Under an agreement between DeepTech International Inc. and Transco Energy Co., Leviathan will pay $65 million for Transco interests in several gulf gas gathering pipelines and related facilities. Leviathan is a DeepTech subsidiary.

Gulf pipeline assets Leviathan acquired from Transco include Louisiana Offshore Pipeline Systems (LOPS), Green Canyon Pipeline Co., and companies owning a 40% interest in High Island Offshore System (HIOS) and a 33-1/3% interest in United Texas Offshore System (UTOS).

The transaction pushes Transco past its goal in a strategic and financial restructuring plan to sell $100 million in nonessential assets. Combined with other completed and pending deals, Transco's asset sales total $115 million since the restructuring plan was disclosed last October.

DEEPWATER HEADER

DeepTech Chairman Tom Tatham said Leviathan's planned $80 million Deepwater Header System (DHS) will move pipeline transmission facilities closer to the Flexure trend and other deepwater areas in the Gulf of Mexico. The cost figure does not include an undetermined number of staging platforms.

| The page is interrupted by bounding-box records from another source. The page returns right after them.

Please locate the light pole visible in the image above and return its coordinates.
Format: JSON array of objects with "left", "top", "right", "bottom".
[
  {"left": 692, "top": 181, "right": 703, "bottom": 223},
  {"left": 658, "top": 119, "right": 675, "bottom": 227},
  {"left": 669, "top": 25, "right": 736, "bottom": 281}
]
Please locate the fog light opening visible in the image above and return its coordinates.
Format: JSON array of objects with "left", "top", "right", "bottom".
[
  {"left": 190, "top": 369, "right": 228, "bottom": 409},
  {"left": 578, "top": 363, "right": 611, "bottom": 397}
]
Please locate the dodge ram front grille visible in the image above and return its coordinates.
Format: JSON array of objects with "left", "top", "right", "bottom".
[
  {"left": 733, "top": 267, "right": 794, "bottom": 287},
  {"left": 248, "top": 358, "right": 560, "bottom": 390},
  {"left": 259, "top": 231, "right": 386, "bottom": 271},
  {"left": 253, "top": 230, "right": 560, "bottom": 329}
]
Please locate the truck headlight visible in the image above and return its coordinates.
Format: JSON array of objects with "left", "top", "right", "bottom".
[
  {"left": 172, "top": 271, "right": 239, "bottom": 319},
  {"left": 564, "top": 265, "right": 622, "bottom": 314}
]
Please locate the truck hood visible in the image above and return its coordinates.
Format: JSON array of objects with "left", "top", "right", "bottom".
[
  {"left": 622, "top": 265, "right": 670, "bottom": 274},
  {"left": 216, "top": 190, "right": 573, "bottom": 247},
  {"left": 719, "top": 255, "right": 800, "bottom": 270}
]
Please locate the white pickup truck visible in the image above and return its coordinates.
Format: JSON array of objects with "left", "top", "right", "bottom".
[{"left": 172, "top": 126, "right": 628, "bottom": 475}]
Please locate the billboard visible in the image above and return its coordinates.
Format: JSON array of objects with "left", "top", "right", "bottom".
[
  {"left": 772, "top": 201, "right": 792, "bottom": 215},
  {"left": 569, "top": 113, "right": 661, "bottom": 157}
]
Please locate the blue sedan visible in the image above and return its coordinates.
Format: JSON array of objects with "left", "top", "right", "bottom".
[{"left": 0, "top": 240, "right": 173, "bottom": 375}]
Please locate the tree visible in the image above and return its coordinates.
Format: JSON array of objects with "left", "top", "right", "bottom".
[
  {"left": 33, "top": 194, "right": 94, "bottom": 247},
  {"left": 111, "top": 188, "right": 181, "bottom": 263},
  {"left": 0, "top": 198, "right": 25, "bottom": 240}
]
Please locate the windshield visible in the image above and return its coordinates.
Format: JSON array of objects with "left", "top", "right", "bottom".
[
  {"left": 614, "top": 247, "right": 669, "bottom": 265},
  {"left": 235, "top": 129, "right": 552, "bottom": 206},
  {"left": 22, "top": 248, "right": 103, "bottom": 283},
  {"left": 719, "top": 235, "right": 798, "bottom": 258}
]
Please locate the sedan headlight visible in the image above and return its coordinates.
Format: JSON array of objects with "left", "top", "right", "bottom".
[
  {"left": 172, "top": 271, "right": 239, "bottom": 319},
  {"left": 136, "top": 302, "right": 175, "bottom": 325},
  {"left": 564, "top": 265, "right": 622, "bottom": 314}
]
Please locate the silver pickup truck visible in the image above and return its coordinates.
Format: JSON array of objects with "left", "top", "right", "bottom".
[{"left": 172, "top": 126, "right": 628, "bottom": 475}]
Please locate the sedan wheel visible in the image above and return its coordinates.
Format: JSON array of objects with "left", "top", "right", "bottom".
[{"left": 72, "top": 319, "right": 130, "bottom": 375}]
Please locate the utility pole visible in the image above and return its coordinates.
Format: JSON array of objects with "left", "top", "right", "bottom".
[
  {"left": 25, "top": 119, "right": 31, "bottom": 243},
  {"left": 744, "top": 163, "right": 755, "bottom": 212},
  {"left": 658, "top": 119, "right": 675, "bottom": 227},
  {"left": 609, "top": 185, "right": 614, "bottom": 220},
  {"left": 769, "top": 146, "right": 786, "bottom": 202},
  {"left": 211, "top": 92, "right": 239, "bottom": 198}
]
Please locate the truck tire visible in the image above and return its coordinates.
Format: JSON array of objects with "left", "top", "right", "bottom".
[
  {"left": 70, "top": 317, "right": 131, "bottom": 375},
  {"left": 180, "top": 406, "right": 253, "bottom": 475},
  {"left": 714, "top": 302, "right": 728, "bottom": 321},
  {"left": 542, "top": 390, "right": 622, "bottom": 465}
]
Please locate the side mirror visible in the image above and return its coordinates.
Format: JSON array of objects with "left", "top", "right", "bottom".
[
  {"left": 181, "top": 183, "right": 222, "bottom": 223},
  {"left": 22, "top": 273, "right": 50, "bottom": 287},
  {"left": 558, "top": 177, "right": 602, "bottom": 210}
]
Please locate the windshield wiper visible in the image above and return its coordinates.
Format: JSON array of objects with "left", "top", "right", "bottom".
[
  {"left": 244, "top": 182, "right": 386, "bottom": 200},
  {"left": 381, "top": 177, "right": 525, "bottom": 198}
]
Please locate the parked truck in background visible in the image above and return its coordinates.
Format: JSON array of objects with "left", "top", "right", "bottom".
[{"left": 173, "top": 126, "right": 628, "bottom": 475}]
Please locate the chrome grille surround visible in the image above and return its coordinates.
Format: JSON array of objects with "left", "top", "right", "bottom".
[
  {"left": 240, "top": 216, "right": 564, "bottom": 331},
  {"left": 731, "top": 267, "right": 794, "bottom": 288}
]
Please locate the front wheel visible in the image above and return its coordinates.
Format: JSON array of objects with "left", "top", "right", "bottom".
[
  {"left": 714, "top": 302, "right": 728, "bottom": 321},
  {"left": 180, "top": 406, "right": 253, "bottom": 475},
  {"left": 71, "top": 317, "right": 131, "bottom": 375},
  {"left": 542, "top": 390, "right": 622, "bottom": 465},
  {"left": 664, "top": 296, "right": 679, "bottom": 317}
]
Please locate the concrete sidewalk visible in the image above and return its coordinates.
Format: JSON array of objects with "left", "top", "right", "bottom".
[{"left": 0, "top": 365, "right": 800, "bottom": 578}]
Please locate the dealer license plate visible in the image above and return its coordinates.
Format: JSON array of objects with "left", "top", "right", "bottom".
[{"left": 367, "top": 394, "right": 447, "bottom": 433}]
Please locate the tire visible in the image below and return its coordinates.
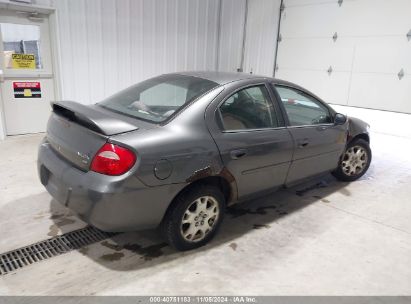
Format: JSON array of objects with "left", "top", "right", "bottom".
[
  {"left": 160, "top": 185, "right": 225, "bottom": 251},
  {"left": 332, "top": 138, "right": 372, "bottom": 182}
]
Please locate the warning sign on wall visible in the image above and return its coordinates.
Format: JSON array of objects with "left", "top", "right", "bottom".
[
  {"left": 13, "top": 82, "right": 41, "bottom": 98},
  {"left": 11, "top": 54, "right": 36, "bottom": 69}
]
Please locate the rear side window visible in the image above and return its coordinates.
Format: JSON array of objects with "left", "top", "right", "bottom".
[
  {"left": 98, "top": 75, "right": 218, "bottom": 122},
  {"left": 275, "top": 85, "right": 332, "bottom": 126},
  {"left": 220, "top": 85, "right": 278, "bottom": 131}
]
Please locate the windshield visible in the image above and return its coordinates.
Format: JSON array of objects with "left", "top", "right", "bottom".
[{"left": 97, "top": 75, "right": 218, "bottom": 122}]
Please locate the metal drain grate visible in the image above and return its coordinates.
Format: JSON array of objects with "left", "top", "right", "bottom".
[{"left": 0, "top": 226, "right": 117, "bottom": 275}]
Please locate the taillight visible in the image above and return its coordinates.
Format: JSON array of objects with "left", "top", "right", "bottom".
[{"left": 90, "top": 143, "right": 136, "bottom": 175}]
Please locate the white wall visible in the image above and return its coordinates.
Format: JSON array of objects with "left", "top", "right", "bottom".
[
  {"left": 54, "top": 0, "right": 219, "bottom": 104},
  {"left": 218, "top": 0, "right": 246, "bottom": 72},
  {"left": 276, "top": 0, "right": 411, "bottom": 113}
]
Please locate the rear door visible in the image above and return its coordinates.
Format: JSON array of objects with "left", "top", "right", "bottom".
[
  {"left": 208, "top": 82, "right": 293, "bottom": 199},
  {"left": 0, "top": 9, "right": 55, "bottom": 135},
  {"left": 273, "top": 85, "right": 347, "bottom": 184}
]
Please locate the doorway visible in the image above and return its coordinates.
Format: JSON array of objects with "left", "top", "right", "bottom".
[{"left": 0, "top": 9, "right": 55, "bottom": 135}]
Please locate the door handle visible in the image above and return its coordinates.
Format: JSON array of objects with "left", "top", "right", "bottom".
[
  {"left": 230, "top": 149, "right": 247, "bottom": 159},
  {"left": 298, "top": 139, "right": 310, "bottom": 148}
]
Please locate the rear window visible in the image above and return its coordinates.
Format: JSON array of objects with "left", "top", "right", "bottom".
[{"left": 98, "top": 75, "right": 218, "bottom": 122}]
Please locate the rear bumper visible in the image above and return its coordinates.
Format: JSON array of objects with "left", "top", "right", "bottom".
[{"left": 37, "top": 141, "right": 184, "bottom": 232}]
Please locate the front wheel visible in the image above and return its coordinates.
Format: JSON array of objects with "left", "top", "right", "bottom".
[
  {"left": 161, "top": 185, "right": 225, "bottom": 250},
  {"left": 333, "top": 139, "right": 371, "bottom": 182}
]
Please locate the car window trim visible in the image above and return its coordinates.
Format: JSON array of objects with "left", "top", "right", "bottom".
[
  {"left": 214, "top": 81, "right": 286, "bottom": 133},
  {"left": 270, "top": 81, "right": 335, "bottom": 128}
]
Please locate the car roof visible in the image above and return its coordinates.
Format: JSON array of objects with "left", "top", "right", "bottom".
[{"left": 176, "top": 71, "right": 287, "bottom": 85}]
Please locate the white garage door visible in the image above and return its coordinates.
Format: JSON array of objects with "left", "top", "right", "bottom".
[{"left": 276, "top": 0, "right": 411, "bottom": 113}]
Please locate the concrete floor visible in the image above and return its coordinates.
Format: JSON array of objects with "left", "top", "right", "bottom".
[{"left": 0, "top": 107, "right": 411, "bottom": 295}]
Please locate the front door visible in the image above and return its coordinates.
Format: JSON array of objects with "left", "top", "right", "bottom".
[
  {"left": 0, "top": 9, "right": 54, "bottom": 135},
  {"left": 212, "top": 84, "right": 293, "bottom": 199},
  {"left": 275, "top": 85, "right": 347, "bottom": 185}
]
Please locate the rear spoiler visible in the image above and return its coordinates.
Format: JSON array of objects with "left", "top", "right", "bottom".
[{"left": 51, "top": 101, "right": 138, "bottom": 135}]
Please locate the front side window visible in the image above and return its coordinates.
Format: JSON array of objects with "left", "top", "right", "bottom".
[
  {"left": 98, "top": 75, "right": 218, "bottom": 122},
  {"left": 220, "top": 85, "right": 278, "bottom": 131},
  {"left": 275, "top": 85, "right": 332, "bottom": 126}
]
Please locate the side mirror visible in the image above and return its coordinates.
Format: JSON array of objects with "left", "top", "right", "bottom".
[{"left": 334, "top": 113, "right": 347, "bottom": 125}]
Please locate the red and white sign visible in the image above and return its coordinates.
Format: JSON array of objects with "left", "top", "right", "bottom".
[{"left": 13, "top": 81, "right": 41, "bottom": 98}]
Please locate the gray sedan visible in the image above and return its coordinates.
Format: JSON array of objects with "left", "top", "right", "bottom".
[{"left": 38, "top": 72, "right": 371, "bottom": 250}]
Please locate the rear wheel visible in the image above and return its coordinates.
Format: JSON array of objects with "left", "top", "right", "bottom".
[
  {"left": 161, "top": 185, "right": 225, "bottom": 250},
  {"left": 333, "top": 139, "right": 371, "bottom": 182}
]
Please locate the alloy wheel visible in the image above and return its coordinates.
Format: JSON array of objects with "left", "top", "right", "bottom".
[
  {"left": 180, "top": 196, "right": 220, "bottom": 242},
  {"left": 341, "top": 145, "right": 368, "bottom": 176}
]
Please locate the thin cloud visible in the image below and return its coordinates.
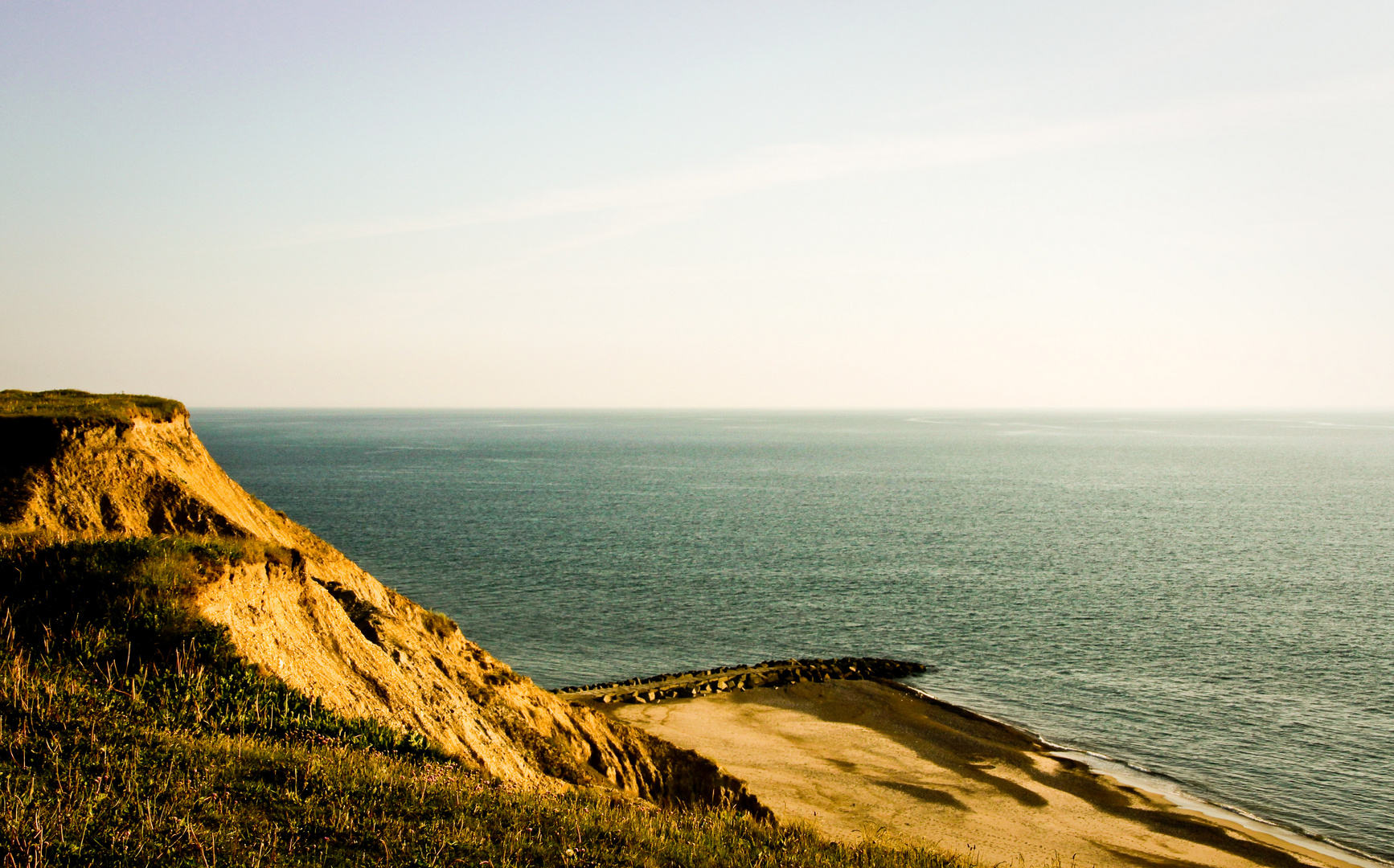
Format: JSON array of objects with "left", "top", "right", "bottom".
[{"left": 274, "top": 76, "right": 1394, "bottom": 247}]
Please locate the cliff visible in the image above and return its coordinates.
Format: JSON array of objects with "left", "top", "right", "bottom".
[{"left": 0, "top": 390, "right": 767, "bottom": 815}]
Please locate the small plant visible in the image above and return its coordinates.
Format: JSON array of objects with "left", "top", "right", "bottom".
[{"left": 421, "top": 609, "right": 460, "bottom": 640}]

"The system will provide deepwater producers with access to long line oil and gas transportation systems serving multiple markets," Tatham said.

Leviathan plans to lay 80 miles of parallel 12 in. and 16 in. lines from Green Canyon Pipeline on South Marsh Island South Addition Block 205 to Stingray Pipeline on East Cameron South Addition Block 338.

Acquisition of Transco's gulf pipelines and construction of the 80 mile link will allow Leviathan to provide transmission services to deepwater producers in the East Breaks, Garden Banks, and Green Canyon areas.

Leviathan and Natural Gas Pipeline Co. of America (NGPL) are 50-50 owners of Stingray, a 300 mile, 1.2 bcfd line serving, East and West Cameron areas.

TRANSCO RESTRUCTURING

Chairman and Pres. John P. DesBarres said Transco's asset sales have been accomplished on schedule. He said the company's strategic and financial realignment will help revitalize earnings, reduce interest expense, and better position Transco to expand remaining core businesses.

In addition to marketing its offshore assets, Transco in the past 5 months has settled its last significant take or pay litigation, modified bank credit agreements, and filed a registration statement to sell $300 million of Transco notes.

Transco plans to use proceeds from sale of its gulf pipelines to retire debt.